Ok, until now I think I didnt make any mistake, I think my mistake is in the next few steps with $c_1$ and $c_2$

$\frac {(c_1 x+c_1c_2)^2}{4}=c_1y-1$

$y=\frac {c_1(c_1 x+c_1c_2)^2 +4}{4c_1}$

Which is not the same answer i'm looking for (I expanded it and tried to play with it, but it can't be helped, it is not)

• I can't open the picture, but your solution is true. Feb 15, 2017 at 4:40
• @MyGlasses edited, that's what wolfram throws Feb 15, 2017 at 4:50
• I could not match them. check the wolfram answer again. Feb 15, 2017 at 5:15

This differential equation of x-axis co-directrixed parabolas have been recently derived. Instead of integration we follow the easier way it is generated.. as it indirectly includes all the needed integration including what you already started.

For a second order DE we should have only two arbitrary constants and we have to eliminate one of the three constants in:

$$y=ax^2+bx +c \tag1$$

Say we eliminate $c$.

Maximum/minimum (known) of point of parabola vertex is

$$(x_m,y_m) = ( -b/2a , \, c- b^2/4a \,) \tag2$$

Definition of parabola locus with given initial radius of curvature using the above definition applicable for this differential equation we set distances to vertex and directrix equal.

$$( x+ (b/2a))^2 + (y- 1/(2a))^2 = y^2 \tag3$$

which simplifies to

$$y=ax^2+bx + \frac{1+b^2}{4a} \tag4$$

If you want the parabola in a form

$$y= Ax^2 + c_1x + c_2 \tag5$$

then compare coefficients in 4) and 5) to get:

$$b= c_1,\quad A = \frac{1+c_1^2}{4c_2}. \tag6$$

EDIT2:

The quantity $\dfrac{yy''}{ 1+(y')^2 }$ represents the ratio of principal curvatures if the curve is revolved about x-axis.

Let $y' = \tan \phi$ be the substitution for integration then this ratio can be quite advantageously put into the form

$$\dfrac{yy''}{ 1+(y')^2 }= \dfrac {d\,log( \cos \phi)}{d\,log( r)}=n,$$ then I had derived the following hopefully interesting cases.

• $n =-2$ profile of a Parachute

• $n=-1$ Sphere

• $n=-\dfrac12$ Cycloid

• $n= 0 \,$ Cone/Cylinder

• $n=+\dfrac12$ Parabola with directrix as x-axis

• $n=+1$ Catenary

• $n=+2 \,$ yet to find out; Are these Weingarten surfaces ?

• This was indeed a curvature radius problem wth distances to vertex and directrix equal, so although you didn't answer what I asked, this is the correct way of solving this kind of problem.

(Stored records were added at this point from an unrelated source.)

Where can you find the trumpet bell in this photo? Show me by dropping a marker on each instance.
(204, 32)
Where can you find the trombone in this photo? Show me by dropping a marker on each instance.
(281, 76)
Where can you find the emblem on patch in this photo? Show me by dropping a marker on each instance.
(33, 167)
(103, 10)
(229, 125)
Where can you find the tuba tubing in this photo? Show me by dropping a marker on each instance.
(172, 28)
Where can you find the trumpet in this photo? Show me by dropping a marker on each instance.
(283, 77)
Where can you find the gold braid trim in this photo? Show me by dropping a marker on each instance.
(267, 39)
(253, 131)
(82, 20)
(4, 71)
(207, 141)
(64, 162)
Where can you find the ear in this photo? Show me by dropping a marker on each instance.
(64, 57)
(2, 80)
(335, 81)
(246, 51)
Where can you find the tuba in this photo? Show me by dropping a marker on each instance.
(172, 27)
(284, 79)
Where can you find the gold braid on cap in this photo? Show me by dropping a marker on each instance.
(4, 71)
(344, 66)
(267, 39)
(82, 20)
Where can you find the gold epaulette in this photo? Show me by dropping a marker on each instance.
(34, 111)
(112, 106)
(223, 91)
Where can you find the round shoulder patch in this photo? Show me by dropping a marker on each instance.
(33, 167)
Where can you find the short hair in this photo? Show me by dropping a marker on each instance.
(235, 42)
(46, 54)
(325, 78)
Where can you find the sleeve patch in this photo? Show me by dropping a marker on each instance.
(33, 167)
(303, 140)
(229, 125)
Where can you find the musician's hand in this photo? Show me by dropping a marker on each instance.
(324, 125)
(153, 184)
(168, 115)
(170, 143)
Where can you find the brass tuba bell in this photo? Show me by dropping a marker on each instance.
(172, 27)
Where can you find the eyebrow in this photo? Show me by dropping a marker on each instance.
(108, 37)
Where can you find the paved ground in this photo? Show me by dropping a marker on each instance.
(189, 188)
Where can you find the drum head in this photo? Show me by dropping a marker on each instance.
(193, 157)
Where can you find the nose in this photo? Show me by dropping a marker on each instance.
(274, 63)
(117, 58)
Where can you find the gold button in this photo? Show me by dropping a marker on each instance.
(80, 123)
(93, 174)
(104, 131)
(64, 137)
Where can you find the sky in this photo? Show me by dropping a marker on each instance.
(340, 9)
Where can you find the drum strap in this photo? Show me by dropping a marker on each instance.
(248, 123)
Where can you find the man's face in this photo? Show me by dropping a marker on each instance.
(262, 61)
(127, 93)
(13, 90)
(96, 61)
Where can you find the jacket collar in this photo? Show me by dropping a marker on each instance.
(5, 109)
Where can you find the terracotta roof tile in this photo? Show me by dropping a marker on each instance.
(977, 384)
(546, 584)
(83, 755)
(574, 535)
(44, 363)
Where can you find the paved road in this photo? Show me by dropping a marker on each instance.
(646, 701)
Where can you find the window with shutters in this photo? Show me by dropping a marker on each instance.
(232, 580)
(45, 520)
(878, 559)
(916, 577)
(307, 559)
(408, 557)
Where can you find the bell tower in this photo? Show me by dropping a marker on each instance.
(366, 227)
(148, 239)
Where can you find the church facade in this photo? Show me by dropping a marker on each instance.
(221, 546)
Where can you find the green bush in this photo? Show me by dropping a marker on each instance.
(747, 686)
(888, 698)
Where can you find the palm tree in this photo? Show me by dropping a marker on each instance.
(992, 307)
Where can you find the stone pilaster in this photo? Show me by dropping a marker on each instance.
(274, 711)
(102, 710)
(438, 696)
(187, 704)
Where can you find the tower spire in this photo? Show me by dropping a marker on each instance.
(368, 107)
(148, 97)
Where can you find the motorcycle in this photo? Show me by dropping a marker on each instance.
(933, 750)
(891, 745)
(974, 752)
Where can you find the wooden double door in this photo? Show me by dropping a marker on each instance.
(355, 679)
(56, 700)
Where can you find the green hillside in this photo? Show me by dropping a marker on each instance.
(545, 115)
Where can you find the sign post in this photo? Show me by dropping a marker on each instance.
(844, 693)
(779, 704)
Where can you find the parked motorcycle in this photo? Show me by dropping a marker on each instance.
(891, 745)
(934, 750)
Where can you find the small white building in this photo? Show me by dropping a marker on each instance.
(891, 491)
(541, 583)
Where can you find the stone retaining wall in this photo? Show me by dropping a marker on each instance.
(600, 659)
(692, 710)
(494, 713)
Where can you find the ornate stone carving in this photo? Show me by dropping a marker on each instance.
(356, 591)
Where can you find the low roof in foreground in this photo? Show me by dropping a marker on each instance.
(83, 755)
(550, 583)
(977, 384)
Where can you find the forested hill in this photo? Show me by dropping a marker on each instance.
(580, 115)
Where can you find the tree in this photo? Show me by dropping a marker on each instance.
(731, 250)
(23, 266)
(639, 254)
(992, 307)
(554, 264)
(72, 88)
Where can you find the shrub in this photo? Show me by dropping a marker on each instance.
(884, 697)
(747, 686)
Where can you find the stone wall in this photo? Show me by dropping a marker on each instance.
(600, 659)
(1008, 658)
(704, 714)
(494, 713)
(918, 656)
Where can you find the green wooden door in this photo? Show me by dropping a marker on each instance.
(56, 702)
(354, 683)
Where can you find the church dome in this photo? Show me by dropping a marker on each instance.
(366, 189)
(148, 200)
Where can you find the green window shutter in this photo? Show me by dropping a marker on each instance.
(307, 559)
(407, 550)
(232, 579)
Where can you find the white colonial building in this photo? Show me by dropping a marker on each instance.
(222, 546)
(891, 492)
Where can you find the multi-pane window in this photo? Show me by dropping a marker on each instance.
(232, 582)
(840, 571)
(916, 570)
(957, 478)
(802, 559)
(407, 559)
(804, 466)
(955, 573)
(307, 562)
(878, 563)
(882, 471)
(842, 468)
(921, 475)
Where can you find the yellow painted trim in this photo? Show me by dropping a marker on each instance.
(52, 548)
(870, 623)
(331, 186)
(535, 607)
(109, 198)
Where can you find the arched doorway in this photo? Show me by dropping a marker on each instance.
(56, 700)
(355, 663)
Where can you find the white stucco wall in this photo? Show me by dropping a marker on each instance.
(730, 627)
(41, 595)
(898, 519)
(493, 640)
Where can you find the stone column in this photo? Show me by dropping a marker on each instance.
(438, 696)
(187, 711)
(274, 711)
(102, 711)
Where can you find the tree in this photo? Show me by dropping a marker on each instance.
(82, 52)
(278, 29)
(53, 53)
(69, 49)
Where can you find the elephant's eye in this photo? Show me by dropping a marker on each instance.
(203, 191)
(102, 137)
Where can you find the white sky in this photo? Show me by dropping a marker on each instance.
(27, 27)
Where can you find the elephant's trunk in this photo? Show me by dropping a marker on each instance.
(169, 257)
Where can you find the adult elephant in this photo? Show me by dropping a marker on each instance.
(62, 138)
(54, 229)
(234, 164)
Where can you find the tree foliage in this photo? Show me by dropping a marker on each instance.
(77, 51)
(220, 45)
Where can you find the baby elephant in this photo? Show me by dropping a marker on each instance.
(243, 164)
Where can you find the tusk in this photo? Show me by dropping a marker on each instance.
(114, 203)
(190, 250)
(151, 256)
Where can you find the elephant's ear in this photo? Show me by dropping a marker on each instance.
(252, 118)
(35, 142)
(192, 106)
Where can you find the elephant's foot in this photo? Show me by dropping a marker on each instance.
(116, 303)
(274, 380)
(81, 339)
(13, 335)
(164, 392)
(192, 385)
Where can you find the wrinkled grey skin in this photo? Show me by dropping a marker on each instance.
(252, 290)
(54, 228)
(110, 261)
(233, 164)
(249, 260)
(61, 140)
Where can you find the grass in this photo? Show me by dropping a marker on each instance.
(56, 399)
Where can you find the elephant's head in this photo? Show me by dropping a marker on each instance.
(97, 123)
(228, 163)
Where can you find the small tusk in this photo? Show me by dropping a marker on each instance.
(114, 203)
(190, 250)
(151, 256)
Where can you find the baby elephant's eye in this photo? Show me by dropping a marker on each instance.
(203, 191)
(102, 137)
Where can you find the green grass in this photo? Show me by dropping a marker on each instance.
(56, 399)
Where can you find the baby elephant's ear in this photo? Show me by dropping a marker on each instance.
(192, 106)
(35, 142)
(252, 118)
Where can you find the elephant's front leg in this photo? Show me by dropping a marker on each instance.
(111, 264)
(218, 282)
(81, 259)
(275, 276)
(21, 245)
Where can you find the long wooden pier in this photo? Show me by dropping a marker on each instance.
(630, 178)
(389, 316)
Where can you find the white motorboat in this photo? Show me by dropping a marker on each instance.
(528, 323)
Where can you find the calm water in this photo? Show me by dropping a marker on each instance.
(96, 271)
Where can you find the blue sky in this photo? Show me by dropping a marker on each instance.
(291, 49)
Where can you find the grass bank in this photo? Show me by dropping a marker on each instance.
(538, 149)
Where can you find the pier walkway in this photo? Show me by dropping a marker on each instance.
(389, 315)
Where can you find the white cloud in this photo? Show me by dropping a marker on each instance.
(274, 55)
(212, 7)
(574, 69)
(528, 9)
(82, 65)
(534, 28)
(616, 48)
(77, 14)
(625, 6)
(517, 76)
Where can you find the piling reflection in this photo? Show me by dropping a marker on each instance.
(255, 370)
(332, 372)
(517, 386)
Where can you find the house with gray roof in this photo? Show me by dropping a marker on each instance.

Feb 15, 2017 at 17:17
• EDIT2 addresses your question. They could form a class of such questions on integration. Feb 17, 2017 at 0:41

struggling: More than one hour for one error!

The error occur in last line with a surplus $c_1$:

$\frac {(c_1 x+c_1c_2)^2}{4}=c_1y-1$

$y=\frac {\color{red}{c_1}(c_1 x+c_1c_2)^2 +4}{4c_1}$

From main answer we see $$y=\frac {(c_1 x+c_1c_2)^2 +4}{4c_1}$$ $$y=\frac {c_1}{4}x^2+\frac{c_1c_2}{2}x+\frac{c_1^2c_2^2+4}{4c_1}$$ $$y=\frac {c_1}{4}x^2+Dx+E$$ so \begin{cases} D=\dfrac{c_1c_2}{2}\\ E=\dfrac{c_1^2c_2^2+4}{4c_1}=\dfrac{4D^2+4}{4c_1}=\dfrac{D^2+1}{c_1} \end{cases} then $$c_1=\dfrac{D^2+1}{E}$$ and answer is $$y=\dfrac{D^2+1}{4E}x^2+Dx+E$$

• Ok im dumb, thanks for that. Feb 15, 2017 at 17:16